To the best of our knowledge, this is the first study of the effect of ethanol exposure on CBP and histone acetylation levels in the developing brain. The effects of acute and chronic ethanol exposure on CBP and histone acetylation levels were previously characterized in male adult rats by Pandey et al[55]. These investigators found that acute administration of an anxiolytic dose of ethanol (1 g/kg intraperitoneally; BAL = 92 mg/dl) decreased HDAC activity and increased levels of CBP, and acetylated H3/H4 in the central and medial nuclei of the amygdala. In rats chronically treated with an ethanol-containing liquid diet for 15–16 days (BAL = 177 mg/dl) and then withdrawn for 24 hr, HDAC activity increased and levels of acetylated H3/H4, and CBP decreased. These findings are in general agreement with those of the present study, suggesting that CBP is an important target of ethanol both in developing and mature animals. Moreover, these findings support the possibility that ethanol affects CBP expression in multiple brain regions and this should be assessed in the future. Since a 50% reduction of CBP levels results in human Rubinstein-Taybi Syndrome, a dominant disorder that shares mental retardation, growth deficits, and certain facial features with fetal alcohol syndrome[35], our findings may shed light on a common pathway between genetic-based and toxin-induced mental retardation disorders.

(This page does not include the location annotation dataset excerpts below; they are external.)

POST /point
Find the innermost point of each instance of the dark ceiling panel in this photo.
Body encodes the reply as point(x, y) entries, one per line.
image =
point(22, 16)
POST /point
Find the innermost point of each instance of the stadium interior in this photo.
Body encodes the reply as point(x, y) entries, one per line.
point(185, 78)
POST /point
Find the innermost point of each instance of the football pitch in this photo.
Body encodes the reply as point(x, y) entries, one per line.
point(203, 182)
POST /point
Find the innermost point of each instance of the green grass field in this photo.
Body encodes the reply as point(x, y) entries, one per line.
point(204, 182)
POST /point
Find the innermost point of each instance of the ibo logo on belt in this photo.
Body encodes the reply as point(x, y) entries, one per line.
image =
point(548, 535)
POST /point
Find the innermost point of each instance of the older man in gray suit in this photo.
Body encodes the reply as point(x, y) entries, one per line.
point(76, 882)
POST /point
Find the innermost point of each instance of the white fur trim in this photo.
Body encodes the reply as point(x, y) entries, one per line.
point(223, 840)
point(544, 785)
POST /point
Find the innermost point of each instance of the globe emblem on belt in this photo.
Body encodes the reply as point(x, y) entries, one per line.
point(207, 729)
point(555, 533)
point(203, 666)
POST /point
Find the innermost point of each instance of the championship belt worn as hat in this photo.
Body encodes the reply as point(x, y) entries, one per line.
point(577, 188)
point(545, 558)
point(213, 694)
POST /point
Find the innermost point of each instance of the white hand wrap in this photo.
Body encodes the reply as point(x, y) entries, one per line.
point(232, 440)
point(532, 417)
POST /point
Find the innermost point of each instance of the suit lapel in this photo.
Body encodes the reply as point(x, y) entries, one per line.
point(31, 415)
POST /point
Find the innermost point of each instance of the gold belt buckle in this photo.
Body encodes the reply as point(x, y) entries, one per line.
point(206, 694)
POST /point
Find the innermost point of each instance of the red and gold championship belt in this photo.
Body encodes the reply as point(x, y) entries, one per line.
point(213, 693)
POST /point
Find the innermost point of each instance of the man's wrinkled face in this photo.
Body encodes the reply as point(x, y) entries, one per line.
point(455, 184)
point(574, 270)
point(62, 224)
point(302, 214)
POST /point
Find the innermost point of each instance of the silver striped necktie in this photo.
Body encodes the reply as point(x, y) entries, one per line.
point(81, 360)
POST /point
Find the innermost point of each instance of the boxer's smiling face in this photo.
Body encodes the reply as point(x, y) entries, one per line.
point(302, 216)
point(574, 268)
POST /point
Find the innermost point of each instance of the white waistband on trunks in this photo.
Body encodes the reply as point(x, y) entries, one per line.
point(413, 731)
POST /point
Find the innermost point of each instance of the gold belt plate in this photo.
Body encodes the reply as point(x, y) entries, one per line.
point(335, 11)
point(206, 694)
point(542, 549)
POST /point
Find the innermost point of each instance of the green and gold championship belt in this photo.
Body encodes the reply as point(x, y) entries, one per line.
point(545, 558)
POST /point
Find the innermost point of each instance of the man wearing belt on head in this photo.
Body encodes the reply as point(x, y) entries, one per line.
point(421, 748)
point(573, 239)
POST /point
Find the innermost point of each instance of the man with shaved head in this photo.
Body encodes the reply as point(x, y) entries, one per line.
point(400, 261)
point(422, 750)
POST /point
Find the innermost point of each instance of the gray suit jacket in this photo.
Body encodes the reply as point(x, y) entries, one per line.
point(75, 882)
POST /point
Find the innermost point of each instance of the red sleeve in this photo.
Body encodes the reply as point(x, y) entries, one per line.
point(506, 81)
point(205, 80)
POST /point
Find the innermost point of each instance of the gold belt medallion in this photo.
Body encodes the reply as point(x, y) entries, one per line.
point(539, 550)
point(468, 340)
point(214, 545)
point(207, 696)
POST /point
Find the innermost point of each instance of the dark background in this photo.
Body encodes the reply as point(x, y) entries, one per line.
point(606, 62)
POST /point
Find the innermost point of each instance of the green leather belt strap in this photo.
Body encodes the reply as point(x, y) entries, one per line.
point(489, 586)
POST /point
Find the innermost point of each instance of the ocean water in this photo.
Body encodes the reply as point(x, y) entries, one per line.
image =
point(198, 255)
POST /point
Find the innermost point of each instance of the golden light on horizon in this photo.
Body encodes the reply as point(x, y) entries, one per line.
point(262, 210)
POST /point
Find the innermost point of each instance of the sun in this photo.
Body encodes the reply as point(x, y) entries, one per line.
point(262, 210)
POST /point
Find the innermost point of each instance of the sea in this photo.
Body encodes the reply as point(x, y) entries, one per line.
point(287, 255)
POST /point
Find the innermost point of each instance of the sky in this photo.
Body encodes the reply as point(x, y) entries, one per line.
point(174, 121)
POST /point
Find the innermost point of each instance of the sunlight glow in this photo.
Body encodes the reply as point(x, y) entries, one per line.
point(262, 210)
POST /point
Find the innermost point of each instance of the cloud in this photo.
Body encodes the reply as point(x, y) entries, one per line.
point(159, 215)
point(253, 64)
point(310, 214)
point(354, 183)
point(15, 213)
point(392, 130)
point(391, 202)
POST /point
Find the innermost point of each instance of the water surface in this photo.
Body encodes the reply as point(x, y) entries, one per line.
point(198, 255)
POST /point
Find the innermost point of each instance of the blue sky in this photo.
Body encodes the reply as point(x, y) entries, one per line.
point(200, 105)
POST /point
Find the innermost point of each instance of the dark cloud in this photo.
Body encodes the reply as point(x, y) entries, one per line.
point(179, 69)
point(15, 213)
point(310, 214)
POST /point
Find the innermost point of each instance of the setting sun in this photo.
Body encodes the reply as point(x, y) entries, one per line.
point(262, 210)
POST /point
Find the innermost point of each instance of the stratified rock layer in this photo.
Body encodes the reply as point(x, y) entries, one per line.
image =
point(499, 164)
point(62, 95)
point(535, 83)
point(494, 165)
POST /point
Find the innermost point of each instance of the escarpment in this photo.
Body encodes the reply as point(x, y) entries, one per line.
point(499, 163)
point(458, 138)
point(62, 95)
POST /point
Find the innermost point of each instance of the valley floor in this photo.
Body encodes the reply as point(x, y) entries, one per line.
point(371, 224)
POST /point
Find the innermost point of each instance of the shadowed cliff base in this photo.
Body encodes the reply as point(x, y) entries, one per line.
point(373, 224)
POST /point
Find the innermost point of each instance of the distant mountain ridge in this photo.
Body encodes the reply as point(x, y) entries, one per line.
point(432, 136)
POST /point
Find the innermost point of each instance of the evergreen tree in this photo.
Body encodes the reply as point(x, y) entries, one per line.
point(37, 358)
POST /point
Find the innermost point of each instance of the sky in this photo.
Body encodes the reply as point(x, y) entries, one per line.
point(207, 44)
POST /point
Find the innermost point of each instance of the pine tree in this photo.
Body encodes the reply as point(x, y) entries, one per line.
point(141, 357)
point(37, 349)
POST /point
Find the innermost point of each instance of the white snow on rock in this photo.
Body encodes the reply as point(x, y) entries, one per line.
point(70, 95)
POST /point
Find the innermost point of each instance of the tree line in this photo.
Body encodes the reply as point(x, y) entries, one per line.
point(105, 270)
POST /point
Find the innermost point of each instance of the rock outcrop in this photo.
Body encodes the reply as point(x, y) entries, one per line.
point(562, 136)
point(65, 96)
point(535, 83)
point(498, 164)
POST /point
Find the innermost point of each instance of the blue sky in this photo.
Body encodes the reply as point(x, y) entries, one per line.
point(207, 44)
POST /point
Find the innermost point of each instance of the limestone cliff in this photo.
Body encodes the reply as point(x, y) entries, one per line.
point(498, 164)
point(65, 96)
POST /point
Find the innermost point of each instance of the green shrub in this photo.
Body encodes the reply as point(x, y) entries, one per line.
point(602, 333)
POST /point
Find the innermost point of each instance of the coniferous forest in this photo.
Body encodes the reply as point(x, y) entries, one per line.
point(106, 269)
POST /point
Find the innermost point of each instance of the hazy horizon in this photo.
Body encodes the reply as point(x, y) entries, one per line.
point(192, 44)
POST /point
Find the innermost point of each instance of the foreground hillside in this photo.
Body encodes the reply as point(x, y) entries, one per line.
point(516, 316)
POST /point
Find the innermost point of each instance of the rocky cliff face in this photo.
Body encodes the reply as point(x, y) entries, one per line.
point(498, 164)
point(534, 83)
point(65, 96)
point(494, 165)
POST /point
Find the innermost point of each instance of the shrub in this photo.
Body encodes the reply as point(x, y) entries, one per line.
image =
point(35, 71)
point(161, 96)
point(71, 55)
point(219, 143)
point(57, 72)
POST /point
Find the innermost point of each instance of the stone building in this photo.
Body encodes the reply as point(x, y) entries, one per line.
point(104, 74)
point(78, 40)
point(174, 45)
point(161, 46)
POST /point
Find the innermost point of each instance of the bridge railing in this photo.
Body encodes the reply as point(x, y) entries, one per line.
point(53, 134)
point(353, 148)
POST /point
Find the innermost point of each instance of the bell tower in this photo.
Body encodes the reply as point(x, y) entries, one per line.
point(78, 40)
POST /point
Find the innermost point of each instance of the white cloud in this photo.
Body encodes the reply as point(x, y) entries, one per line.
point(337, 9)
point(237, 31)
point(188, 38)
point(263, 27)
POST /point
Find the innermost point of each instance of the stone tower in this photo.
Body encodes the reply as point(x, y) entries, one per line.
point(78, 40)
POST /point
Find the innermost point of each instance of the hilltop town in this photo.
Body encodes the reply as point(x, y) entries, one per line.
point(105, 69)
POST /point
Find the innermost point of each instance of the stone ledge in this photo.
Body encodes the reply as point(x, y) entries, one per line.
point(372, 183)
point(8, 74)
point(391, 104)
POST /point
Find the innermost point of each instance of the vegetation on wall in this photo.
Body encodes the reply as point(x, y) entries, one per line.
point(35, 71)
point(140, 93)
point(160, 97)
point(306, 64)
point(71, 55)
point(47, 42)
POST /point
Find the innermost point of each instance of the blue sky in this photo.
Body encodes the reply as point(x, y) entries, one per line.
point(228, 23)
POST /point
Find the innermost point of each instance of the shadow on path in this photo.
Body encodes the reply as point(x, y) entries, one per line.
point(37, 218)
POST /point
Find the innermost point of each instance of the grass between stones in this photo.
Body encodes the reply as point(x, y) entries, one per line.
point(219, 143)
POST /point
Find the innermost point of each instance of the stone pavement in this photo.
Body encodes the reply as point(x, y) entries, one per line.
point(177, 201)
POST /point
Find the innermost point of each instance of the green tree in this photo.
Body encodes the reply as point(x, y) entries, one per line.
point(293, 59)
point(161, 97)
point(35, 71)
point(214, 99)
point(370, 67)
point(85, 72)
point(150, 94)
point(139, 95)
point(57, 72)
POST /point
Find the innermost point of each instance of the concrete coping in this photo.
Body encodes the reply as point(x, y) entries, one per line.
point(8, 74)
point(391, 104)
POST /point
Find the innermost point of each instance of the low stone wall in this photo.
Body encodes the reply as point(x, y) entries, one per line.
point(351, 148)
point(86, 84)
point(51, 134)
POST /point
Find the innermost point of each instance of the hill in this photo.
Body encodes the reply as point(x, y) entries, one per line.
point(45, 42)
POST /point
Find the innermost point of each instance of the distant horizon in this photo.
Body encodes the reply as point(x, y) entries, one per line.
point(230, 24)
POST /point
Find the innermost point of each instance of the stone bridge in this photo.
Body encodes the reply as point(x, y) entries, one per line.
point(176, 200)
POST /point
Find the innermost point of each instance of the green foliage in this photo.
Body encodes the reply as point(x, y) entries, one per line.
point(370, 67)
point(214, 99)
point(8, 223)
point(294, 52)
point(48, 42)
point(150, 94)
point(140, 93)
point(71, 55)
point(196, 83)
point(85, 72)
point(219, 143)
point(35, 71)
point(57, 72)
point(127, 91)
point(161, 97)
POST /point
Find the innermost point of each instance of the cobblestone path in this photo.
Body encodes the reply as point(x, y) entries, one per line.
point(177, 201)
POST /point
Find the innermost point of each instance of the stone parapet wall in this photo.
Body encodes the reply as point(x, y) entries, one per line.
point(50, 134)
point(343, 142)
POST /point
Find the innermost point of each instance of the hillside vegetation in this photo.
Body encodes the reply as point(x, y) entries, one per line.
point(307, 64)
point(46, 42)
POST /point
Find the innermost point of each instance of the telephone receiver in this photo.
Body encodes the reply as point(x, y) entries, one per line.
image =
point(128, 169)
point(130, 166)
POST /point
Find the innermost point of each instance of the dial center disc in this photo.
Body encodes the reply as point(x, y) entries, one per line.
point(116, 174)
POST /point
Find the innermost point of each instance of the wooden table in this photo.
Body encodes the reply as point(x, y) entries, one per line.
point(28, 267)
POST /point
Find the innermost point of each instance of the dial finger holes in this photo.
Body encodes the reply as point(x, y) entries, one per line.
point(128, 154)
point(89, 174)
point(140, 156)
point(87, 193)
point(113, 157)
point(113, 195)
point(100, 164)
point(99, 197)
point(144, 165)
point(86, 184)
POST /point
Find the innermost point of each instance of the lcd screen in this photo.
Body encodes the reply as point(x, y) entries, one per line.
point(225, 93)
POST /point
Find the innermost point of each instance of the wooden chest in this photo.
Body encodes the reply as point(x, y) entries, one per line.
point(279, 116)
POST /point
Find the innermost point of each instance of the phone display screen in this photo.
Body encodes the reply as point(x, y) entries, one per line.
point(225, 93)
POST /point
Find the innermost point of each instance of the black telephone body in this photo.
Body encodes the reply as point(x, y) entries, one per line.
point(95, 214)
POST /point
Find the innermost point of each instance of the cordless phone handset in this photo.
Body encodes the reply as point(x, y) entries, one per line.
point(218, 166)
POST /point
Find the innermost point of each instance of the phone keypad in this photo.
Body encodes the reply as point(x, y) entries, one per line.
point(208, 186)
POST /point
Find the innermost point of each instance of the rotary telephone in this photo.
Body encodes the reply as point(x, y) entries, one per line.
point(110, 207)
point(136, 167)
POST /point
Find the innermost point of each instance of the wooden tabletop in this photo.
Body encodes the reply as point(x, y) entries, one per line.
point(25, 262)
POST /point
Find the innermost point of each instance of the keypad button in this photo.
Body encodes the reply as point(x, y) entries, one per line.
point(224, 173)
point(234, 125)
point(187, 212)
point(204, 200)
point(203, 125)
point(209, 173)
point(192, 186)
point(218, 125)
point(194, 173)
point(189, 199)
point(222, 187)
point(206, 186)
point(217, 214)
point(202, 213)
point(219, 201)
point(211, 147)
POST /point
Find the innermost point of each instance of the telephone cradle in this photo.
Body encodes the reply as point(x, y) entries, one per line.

The mechanisms responsible for the ethanol-induced decreases in CBP expression remain to be elucidated. Although pathways that regulate CBP activity (for instance, phosphorylation pathways) have been identified [56], [57], [58], the literature on factors that control expression of CBP is scarce. Interestingly, it was demonstrated that activation of apoptotic pathways triggered degradation of CBP and histone deacetylation in cultured cerebellar granule neurons from postnatal day 7 mice that were maintained in culture for 6 days. CBP degradation was mediated by caspase-6 and calpain [48]. Exposure to high doses of ethanol (∼300–500 mg/dl for at least 8 hr) during the 3rd trimester-equivalent has been shown to activate apoptotic pathways in the developing rat cerebellum [59], [60]. Calpain activation has also been demonstrated in the cerebral cortex in rats exposed to high doses of ethanol during postnatal days 4–10 [61]. Therefore, it is important to determine whether ethanol induces degradation of CBP via a caspase/calpain-dependent mechanism and if this can occur at moderate doses of ethanol or can only be observed in response to high dose ethanol exposure. It should be noted that ethanol exposure decreases CBP mRNA expression (Zhao and Valenzuela, unpublished observation), suggesting that ethanol could act at the transcriptional level and we are currently actively investigating this possibility.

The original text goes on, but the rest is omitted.